The null hypothesis (H0) is that the population variance is equal to the past temperature variance.
The alternative hypothesis (H1) is that the population variance differs from the past temperature variance.
Since we want to test whether the population variance differs, this is a two-tailed test. Therefore, we need to divide the significance level (α) by 2.
Significance level (α) = 0.01
α/2 = 0.01/2 = 0.005 (for each tail)
The degrees of freedom for the chi-square distribution is (n-1).
df = 30 - 1 = 29
Using a chi-square table or calculator, we can find the upper and lower critical values for the 0.005 significance level with 29 degrees of freedom.
The upper critical value (c1) is the value where the cumulative probability is 0.995.
The lower critical value (c2) is the value where the cumulative probability is 0.005.
For a chi-square distribution with 29 degrees of freedom, the upper critical value (c1) is approximately 46.963.
For the lower critical value (c2), we can use the fact that the chi-square distribution is symmetric. So, c2 = -c1 = -46.963.
Therefore, the critical value for this hypothesis test is c1 = 46.963.
To test whether the population variance differs from the past temperature variance, we can use the Chi-Square test for variance.
Step 1: State the null and alternative hypotheses:
- Null Hypothesis (H0): The population variance is equal to the past temperature variance.
- Alternative Hypothesis (Ha): The population variance differs from the past temperature variance.
Step 2: Set the level of significance (α):
The level of significance is given as 1%, which means α = 0.01.
Step 3: Determine the critical value:
To find the critical value for the Chi-Square test, we need the degrees of freedom. In this case, the degrees of freedom (df) is determined by the sample size, which is 30.
Using a Chi-Square distribution table or a statistical software, we find that for a 1% level of significance and 29 degrees of freedom, the critical value is approximately 46.98.
Step 4: Calculate the test statistic:
The test statistic for the Chi-Square test for variance is calculated using the formula:
χ2 = (n-1) * (s^2) / σ^2
Where:
n is the sample size,
s^2 is the sample variance,
and σ^2 is the population variance.
In this case:
n = 30,
s^2 = 4.41,
and σ^2 (past temperature variance) = 1.440.
Plugging in these values, we can calculate the test statistic:
χ2 = (30 - 1) * (4.41) / 1.440 = 86.47
Step 5: Make a decision:
If the test statistic is greater than the critical value, we reject the null hypothesis.
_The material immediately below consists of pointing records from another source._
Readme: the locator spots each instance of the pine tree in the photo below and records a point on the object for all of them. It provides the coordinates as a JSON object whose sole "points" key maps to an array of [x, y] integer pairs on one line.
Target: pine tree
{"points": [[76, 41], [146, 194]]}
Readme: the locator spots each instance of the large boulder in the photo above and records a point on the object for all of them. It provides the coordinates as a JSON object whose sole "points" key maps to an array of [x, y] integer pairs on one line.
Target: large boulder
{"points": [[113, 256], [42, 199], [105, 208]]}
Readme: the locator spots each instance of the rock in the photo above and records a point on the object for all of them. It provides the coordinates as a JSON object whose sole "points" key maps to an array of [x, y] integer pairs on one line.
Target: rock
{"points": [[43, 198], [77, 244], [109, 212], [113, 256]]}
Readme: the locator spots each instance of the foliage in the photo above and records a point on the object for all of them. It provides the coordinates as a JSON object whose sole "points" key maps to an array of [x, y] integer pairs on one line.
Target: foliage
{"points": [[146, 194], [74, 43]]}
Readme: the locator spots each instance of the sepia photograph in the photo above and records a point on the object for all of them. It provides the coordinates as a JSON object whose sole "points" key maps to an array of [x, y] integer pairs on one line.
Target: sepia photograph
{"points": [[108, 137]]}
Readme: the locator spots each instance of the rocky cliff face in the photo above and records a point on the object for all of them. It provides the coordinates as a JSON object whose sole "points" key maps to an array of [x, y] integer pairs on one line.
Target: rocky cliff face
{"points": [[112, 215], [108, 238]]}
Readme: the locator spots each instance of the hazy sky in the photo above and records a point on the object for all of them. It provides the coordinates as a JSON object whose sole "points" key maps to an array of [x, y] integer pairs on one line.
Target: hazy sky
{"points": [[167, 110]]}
Otherwise, we fail to reject the null hypothesis.
In this case, the test statistic (86.47) is greater than the critical value (46.98). Therefore, we reject the null hypothesis.
Step 6: State the conclusion:
Based on the test results, at a 1% level of significance, there is sufficient evidence to conclude that the population variance of the temperature differs from the past temperature variance.